第131話:帝龍祭②

 今日は帝龍祭二日目だ。

ちなみに十二人のトーナメント戦を具体的に説明させてもらうと、一日目四試合、二日目四試合、三日目準決勝二試合、四日目決勝一試合である。


今日はシード権の奴等も全員戦う。俺は最終試合なので三試合目までは初日同様、ヨルムンガンドの上で優雅に観戦させてもらおう。


「アルテー。ポテト買ってきたぞ~」

できる男ルーカスが大量のジャンクフードを買ってきてくれたので、皆で食べながら観戦しよう。あれだ、映画見ながらポップコーン食うみたいなノリだな。

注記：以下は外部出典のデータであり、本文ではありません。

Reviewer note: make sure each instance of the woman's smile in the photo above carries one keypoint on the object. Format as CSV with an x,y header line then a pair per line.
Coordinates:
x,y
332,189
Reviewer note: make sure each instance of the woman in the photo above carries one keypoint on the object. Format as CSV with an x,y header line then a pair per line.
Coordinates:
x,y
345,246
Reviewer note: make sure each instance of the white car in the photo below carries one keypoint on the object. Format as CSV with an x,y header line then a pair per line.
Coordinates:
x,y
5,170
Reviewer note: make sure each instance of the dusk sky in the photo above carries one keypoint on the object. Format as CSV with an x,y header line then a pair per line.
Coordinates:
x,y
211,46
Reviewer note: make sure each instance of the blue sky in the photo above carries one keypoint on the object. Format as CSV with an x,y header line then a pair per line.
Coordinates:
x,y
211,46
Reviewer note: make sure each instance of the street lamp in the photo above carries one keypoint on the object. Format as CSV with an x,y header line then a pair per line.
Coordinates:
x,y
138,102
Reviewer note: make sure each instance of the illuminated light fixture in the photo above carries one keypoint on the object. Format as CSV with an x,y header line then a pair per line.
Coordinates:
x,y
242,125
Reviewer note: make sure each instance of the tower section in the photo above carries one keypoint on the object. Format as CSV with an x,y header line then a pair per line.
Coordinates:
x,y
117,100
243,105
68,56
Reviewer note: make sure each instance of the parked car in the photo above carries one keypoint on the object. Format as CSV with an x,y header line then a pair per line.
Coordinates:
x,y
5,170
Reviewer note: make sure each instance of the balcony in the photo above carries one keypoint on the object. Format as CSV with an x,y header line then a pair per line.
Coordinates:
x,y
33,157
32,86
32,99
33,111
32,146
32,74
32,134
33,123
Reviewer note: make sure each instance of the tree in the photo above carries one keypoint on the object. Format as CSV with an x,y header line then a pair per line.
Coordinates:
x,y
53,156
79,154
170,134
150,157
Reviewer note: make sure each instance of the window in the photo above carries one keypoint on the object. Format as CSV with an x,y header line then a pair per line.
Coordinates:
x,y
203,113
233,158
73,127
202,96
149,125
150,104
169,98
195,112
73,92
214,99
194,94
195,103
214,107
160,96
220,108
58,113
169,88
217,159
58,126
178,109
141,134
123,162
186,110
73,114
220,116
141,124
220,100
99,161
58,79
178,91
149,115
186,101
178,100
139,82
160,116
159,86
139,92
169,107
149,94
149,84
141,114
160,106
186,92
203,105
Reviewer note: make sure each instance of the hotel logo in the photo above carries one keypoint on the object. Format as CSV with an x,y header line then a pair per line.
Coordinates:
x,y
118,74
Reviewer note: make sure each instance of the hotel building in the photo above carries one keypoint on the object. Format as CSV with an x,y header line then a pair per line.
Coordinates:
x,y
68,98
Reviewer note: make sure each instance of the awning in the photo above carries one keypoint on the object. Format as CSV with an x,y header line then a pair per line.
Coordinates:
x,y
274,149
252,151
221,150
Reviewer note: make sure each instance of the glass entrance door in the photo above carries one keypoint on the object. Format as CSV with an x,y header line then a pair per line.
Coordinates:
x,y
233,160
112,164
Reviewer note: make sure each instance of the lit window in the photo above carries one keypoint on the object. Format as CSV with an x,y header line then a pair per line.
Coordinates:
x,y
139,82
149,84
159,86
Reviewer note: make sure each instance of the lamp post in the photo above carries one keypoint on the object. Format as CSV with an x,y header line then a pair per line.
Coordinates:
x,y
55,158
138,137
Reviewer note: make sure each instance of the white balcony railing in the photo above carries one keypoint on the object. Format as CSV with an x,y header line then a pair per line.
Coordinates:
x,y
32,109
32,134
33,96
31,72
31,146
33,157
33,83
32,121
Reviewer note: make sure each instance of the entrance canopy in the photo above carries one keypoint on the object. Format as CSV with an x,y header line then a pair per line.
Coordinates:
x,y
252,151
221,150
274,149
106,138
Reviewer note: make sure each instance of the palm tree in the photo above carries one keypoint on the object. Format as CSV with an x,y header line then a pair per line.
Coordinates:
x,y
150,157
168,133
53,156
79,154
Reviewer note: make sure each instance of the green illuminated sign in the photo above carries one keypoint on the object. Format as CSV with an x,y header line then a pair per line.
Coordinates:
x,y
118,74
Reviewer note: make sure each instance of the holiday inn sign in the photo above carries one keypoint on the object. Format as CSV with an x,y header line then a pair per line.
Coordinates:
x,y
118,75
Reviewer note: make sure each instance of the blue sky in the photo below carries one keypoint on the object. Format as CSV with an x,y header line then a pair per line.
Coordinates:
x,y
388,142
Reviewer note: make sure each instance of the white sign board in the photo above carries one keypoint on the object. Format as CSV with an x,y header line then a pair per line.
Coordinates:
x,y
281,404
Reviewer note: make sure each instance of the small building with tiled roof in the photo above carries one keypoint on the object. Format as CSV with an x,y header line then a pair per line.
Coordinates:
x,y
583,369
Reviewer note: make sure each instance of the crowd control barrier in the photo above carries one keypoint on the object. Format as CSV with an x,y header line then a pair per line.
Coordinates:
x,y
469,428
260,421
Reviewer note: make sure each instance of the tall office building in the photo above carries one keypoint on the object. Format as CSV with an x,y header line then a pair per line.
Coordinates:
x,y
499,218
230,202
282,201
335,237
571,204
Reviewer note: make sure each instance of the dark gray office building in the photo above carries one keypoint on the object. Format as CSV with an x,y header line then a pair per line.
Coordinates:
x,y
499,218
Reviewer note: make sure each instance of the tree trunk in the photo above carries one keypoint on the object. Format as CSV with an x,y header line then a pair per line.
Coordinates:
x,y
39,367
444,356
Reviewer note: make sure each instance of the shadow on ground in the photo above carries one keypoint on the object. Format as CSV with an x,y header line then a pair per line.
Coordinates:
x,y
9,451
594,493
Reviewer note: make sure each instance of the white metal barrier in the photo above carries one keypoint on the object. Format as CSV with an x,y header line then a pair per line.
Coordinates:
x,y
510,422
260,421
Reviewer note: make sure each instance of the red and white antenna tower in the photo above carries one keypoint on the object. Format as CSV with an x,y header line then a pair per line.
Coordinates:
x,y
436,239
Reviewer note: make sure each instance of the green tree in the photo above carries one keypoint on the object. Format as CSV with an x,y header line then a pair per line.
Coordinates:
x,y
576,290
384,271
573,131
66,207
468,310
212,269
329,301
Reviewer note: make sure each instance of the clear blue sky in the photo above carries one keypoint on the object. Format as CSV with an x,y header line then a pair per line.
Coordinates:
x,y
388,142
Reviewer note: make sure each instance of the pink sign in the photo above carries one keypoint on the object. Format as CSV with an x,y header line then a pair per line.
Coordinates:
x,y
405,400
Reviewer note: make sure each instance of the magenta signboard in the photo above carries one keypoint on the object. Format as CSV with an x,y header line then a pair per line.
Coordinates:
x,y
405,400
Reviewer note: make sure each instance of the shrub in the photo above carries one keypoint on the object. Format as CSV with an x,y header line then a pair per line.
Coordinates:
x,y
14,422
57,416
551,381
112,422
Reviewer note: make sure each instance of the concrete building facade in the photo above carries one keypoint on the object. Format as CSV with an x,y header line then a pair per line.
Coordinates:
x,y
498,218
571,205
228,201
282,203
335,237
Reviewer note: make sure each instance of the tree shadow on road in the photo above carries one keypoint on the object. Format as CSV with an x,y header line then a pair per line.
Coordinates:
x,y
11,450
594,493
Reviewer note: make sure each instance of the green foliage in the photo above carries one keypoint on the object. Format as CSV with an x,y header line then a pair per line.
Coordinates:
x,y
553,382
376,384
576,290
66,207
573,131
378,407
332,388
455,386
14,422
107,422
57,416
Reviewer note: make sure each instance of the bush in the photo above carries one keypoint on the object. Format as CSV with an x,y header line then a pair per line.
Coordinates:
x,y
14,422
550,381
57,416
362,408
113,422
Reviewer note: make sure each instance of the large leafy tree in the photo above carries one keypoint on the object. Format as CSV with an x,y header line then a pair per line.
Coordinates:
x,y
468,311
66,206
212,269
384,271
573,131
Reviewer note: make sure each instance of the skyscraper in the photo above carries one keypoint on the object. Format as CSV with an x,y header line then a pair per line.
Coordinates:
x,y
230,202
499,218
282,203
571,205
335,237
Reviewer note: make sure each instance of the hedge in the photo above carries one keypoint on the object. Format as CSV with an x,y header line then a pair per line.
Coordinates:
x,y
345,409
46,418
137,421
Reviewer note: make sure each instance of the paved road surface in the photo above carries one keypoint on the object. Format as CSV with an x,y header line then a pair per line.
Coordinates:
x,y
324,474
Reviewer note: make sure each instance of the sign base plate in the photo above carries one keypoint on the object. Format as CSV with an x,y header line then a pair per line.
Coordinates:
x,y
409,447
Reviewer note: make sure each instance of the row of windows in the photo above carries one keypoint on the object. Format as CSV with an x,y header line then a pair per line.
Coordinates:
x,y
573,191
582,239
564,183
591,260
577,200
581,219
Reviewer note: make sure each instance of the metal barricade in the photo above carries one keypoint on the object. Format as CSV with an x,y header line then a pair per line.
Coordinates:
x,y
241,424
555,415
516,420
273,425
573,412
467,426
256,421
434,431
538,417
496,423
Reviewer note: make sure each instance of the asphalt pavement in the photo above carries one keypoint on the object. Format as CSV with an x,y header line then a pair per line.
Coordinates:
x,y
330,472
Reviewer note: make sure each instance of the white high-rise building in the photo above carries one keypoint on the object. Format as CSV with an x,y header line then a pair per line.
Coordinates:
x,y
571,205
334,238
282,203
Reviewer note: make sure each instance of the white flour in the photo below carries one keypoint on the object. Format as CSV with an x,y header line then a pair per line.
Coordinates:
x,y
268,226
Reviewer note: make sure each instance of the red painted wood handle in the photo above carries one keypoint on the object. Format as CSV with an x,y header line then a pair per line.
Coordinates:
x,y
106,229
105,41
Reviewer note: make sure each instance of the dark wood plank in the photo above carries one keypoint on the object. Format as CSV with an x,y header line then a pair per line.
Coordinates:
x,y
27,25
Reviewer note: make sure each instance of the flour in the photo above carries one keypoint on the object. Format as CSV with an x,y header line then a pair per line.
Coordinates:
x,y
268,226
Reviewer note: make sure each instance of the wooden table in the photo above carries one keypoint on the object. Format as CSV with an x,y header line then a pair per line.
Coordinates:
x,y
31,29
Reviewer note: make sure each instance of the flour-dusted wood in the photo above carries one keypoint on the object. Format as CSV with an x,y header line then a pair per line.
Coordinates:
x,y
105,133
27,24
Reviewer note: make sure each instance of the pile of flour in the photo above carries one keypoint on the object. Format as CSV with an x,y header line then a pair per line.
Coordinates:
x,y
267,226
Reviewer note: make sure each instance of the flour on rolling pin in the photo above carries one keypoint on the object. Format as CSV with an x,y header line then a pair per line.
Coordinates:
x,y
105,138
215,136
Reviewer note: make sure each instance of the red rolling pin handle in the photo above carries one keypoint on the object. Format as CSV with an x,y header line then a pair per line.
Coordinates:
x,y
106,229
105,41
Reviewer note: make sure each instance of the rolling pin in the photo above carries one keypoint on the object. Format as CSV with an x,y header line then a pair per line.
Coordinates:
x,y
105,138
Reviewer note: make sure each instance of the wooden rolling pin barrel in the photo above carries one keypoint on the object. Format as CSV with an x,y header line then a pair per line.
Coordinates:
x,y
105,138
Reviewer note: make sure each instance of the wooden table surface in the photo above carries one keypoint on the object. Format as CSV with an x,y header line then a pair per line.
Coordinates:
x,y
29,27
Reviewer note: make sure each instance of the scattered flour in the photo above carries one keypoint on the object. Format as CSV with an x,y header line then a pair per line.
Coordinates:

ルンルンで席に着いたら、リリーがジト目を向けてきた。

「あんたここにいていいの?今日選手として出場するんじゃないの」

「大丈夫だろ。まだ二日目だし」

「どういう理論よ……」


「アル兄様、今日の相手は誰なの?」

「まだトーナメント表見てないからわからんな。昨日勝利した四人のうちの一人だろう」

「えぇ……」


母ちゃんがやれやれといった感じで言った。

「皆何を言っても無駄よ。アルは昔からこういう子なんだから」

「そうだぞ」

「褒めてないわよ」


というわけで、二日目の一回戦が始まった。

「今日の一回戦の選手はルル侯国代表、無敵要塞ブレイズ・キール!伯爵と言う地位に驕らず、研鑽に励んできた彼の護りはまさに鉄壁!!!」


「そしてついにシード権選手の出場です!キール伯爵の相手はサミュエル聖王朝代表の聖王です!天使族最強と謳われる彼女は一体何を見せてくれるのか!?乞うご期待です!!!」

両者に歓声が上がった。


「どんな魔法使うんだろうね~」

「魔力の感じから推測するに、固有魔法ってことは間違いない」

「お兄様も覚醒者だから、固有魔法所持者が出てきてもあまり驚かなくなっちゃった~」

「すまん」

それはマジでごめん。


ブレイズ伯爵がドアップでスクリーンに映された。

「俺は己がどこまで行けるのか、試してみたい。胸を借りるつもりで挑ませてもらおう」

ほう。謙虚で良い奴じゃないか。うち(黒龍騎士団)に欲しい。


次は聖王がドアップで映された。

「世界中の下等なヒューマン共に天使族の王の力を見せて差しあげます。感謝しなさい」

あちゃー。会場が静まり返っている。

なかなか香ばしいコメントを残した彼女だが、ある一定の層からは絶大な人気を誇る。


「はぁはぁ」

「せ、聖王様……」

「もっと罵倒してぇ」


何を隠そう、世界中のマゾ達から大人気なのである。

まさにあんな感じで。

おい、両手で己を抱いてグネグネするのをやめろ。


「これで実力が本物ってのが恐ろしいよな!」

「まったくだ」


「二日目、一回戦目スタートぉ!!!」


「行くぞ!【無敵要塞】!!!」

キール伯爵の固有魔法は《防御盾》だ。初日はそんなに使っていなかったが、今回は最初から最大展開し、彼の所以たる無敵要塞という技を駆使して戦うようだ。


別にヤケクソになったわけじゃない。

キールは相手が完全な格上だということを理解した上で、初動からわざとかっ飛ばしているんだ。聖王が相手の場合、小手調べなんかする暇は無いからな。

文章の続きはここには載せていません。